In 1999 Kelling Heath began its red squirrel breeding programme, which was part of a national initiative to re-introduce these animals into the British eco-system. The program has proven to be a success and the animal can be found throughout the Kelling Heath park. In 2013 the park announced that for the first time it has two breeding pairs of red squirrels, which resulted in two baby red squirrels being born in the park and that were named Sunny and Summer.

== Accommodation and Facilities ==

There are a number of accommodation options at the park, from camping pitches to luxury holiday homes. Onsite facilities include restaurants, a bike hire, swimming pool and shower/WC blocks.

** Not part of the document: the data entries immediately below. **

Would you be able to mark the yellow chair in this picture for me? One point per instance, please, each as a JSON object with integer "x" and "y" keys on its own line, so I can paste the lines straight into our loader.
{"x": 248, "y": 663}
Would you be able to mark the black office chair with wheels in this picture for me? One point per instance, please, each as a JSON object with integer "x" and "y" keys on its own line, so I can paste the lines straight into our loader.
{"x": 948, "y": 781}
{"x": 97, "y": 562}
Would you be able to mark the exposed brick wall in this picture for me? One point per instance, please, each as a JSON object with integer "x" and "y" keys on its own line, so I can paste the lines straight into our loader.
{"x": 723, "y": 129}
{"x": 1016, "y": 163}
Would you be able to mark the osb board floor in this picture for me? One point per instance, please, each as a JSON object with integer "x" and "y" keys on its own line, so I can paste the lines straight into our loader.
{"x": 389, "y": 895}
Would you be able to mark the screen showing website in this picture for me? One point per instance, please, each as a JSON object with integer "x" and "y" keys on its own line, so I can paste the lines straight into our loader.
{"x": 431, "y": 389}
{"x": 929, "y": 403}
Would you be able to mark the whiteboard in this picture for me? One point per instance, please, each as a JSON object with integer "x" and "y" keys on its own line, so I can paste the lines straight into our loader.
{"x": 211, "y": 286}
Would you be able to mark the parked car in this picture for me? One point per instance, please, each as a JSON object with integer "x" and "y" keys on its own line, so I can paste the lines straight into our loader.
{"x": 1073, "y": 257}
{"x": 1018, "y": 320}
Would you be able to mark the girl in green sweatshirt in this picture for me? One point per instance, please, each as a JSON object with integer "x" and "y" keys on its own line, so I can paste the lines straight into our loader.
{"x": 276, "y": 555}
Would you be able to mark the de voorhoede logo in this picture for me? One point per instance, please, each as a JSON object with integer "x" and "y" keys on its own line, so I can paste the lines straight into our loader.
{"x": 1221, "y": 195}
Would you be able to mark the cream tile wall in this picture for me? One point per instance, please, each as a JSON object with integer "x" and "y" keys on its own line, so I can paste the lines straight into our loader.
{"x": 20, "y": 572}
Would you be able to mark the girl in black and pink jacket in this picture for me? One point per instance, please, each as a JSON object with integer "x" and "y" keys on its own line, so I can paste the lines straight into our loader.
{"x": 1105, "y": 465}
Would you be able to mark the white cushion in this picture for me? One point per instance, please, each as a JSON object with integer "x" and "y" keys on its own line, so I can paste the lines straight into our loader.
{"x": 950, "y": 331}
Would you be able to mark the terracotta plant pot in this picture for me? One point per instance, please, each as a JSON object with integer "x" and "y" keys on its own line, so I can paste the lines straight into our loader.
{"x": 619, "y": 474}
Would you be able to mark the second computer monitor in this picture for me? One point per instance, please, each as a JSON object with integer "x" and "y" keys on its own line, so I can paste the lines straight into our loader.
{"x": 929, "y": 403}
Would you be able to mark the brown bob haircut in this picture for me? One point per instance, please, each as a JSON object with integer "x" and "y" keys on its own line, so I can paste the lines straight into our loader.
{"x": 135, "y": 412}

== Environmental Impact ==

Kelling Heath has become noted for its positive impact on the local environment. The holiday park has introduced a number of environmentally-friendly practices, most notably its successful red squirrel breeding programme. The company has also invested £180,000 in harnessing the power of solar energy.

The holiday park is located within a Site of Special Scientific Interest and as a result it has become known for its commitment to managing its rare habitat. Many of the park's accommodations are set amongst its woodland environment and the structure of its permanent buildings are sympathetic to its environment.

In 2014 the park's environmental credentials were further heightened when it became the location for the popular BBC2 programme, Stargazing Live. This programme highlighted the park's prime position for astronomy enthusiasts and the fact that it is located away from major cities means that it provides the darkness needed for stargazing.

== Train Station ==

Kelling Heath is one of the only holiday parks in the UK to have its own train station, Kelling Heath Halt railway station. The station is part of the North Norfolk Railway, which is a 10.5 mile round trip and connects Sheringham with Holt.

== Recognition ==

Kelling Heath Holiday Park won the 2013 Caravan Holiday Park/Holiday Village of the Year at the Visit England Awards of Excellence.

The park was subsequently featured and reviewed in The Daily Telegraph and the Daily Mirror.